Он не боялся строить, я даже бы сказал, на неправде. Это нас
очень разделило. Он сначала был в Патриаршей Церкви. Потом его
назначили к владыке Иринею в Winnaert, его поставили священником для
этого. И когда владыка Ириней умер, то он унаследовал его работу и был
вдохновением этой работы. Вначале она была чиста и прекрасна. Потом он
стал стараться расширить работу и всякому человеку дать возможность
приступить к православию, если он даже к этому не готов. Я помню, как
он убеждал еврея одного причаститься на Пасху, потому что «Пасха – это
ни что иное как еврейская пасха, ставшая христианской». Он ожидал того,
что тот еврей испытает что-то неповторимое во время причащения и станет
православным.
о. М.: Мне однажды Леонид Александрович Успенский
говорил, что отец Евграф был чрезвычайно способным человеком, но он все
время слишком торопился. Это все равно, как если посадишь укроп – и он
собирает этот укроп, как только он появится из земли – и ничего не
оставалось.
м. А.: Я думаю что, к несчастью, он так создавал свою
церковь, он хотел, чтобы она разрослась быстро. Он создавал приходы по
всей Франции. Когда я был экзархом РПЦ в Западной Европе, он обратился
с просьбой, что вот ему бы вернуться в Московскую Патриархию. Я ему
говорю: «Хорошо, составь список своего духовенства и список своих
приходов – где, сколько их и сколько народу в каждом приходе». И
оказалось колоссальное количество народа. Я не был готов верить Евграфу
на слово и поэтому проверил. И оказалось, что он записал всех прихожан
каждого прихода во все приходы. Получалось, что был полный список
прихожан, и этот полный список переходил из прихода в приход, так что
получалось действительно очень большое число.
о. М.: И его не приняли?
м. А.: Его не приняли. Я был против этого, и многие
другие были против этого. Я думаю, что надо было нам в то время гораздо
больше с ним сотрудничать и попробовать помочь в этом отношении. Максим
Ковалевский, его брат, был правдивым и прямым. Но он был его братом, он
стоял горой за него – вот и все. Очень жалко, что мы слишком быстро его
отстранили вместе с его окружением. Я думаю теперь, что надо было
больше пробовать с ними общаться. Когда я был экзархом, было уже
слишком поздно, уже невозможно. Тогда он ушел из Московской Патриархии,
потом ушел к владыке Владимиру (Константинопольский Патриархат), когда
оказались трудности, он быстро ушел оттуда, перешел в Зарубежную
Церковь, а потом с него сняли сан в Зарубежной Церкви.

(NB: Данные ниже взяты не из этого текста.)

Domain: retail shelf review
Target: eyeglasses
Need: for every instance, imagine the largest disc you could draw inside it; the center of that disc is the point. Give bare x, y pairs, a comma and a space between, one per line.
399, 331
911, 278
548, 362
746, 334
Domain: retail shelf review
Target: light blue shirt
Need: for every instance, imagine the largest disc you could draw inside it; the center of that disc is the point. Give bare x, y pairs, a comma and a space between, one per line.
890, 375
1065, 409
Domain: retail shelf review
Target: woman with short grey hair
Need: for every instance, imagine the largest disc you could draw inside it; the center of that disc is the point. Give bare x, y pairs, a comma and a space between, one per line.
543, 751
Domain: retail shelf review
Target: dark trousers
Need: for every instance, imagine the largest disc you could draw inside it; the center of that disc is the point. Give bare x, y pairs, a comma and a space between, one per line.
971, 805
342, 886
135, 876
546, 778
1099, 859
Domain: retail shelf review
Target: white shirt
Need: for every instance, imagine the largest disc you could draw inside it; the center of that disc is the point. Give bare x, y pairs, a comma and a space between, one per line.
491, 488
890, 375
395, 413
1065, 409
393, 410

Тогда он
объявил, что они незаконные, и поэтому он остался в сане и перешел в
Румынскую Православную Церковь. Румыны в этом смысле приняли его легкомысленно. Я
говорил с их епископом, который мне сказал: «Знаете что, у меня
приходов нет во Франции. Я их принял, и у меня оказалось одиннадцать
приходов. Если окажется что-нибудь не то, мы их выкинем и ничего не
потеряем, потому что все равно не наши». И это было очень грустно.

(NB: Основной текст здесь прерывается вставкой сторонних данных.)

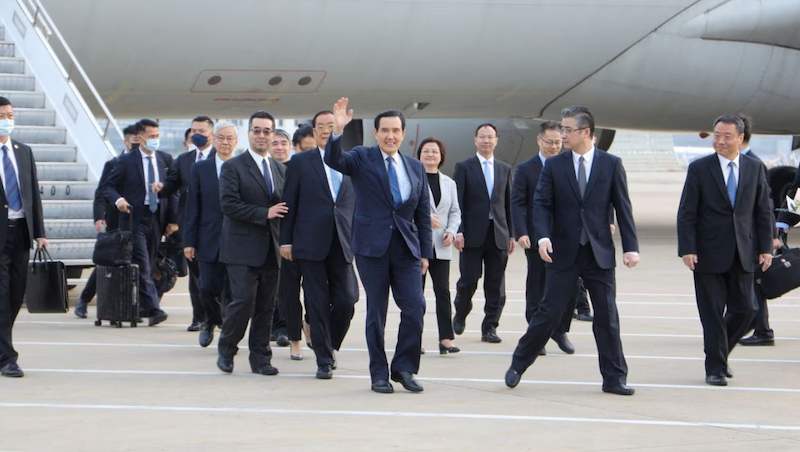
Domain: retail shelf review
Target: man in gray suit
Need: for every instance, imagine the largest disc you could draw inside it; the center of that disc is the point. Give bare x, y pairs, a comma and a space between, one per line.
22, 206
251, 190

Евграфа Ковалевского можно было любить, можно было не
соглашаться с ним, можно было отрицательнейшим образом относиться к его
деятельности, а любить его можно было, потому что в нем был такой огонь
и такое желание добра. Ну и культура, конечно.

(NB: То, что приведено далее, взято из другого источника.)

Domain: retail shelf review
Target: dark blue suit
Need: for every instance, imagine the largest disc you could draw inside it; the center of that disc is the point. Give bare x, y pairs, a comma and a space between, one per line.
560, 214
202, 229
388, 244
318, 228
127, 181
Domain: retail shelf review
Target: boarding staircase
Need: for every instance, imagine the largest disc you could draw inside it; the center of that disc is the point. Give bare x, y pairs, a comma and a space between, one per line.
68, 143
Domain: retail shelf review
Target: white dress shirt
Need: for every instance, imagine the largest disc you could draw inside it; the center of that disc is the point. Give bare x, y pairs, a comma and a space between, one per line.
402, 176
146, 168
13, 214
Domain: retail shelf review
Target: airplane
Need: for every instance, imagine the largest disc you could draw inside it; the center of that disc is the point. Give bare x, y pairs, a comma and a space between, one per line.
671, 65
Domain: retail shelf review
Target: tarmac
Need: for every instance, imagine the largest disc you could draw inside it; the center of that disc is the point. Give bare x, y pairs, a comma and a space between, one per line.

Я помню, Владимир Николаевич Лосский, когда Евграф стал уже
строить вещи по-своему, мне как-то сказал: «Жалко, что Евграфу дали
священство. Потому что дать священство Евграфу – это все равно, что
дать револьвер человеку с психическим расстройством». Это было его
заключение уже напоследок, не вначале. Вначале он стоял за него. Он
ушел, конечно, из Фотиевского братства, и Максим тоже ушел.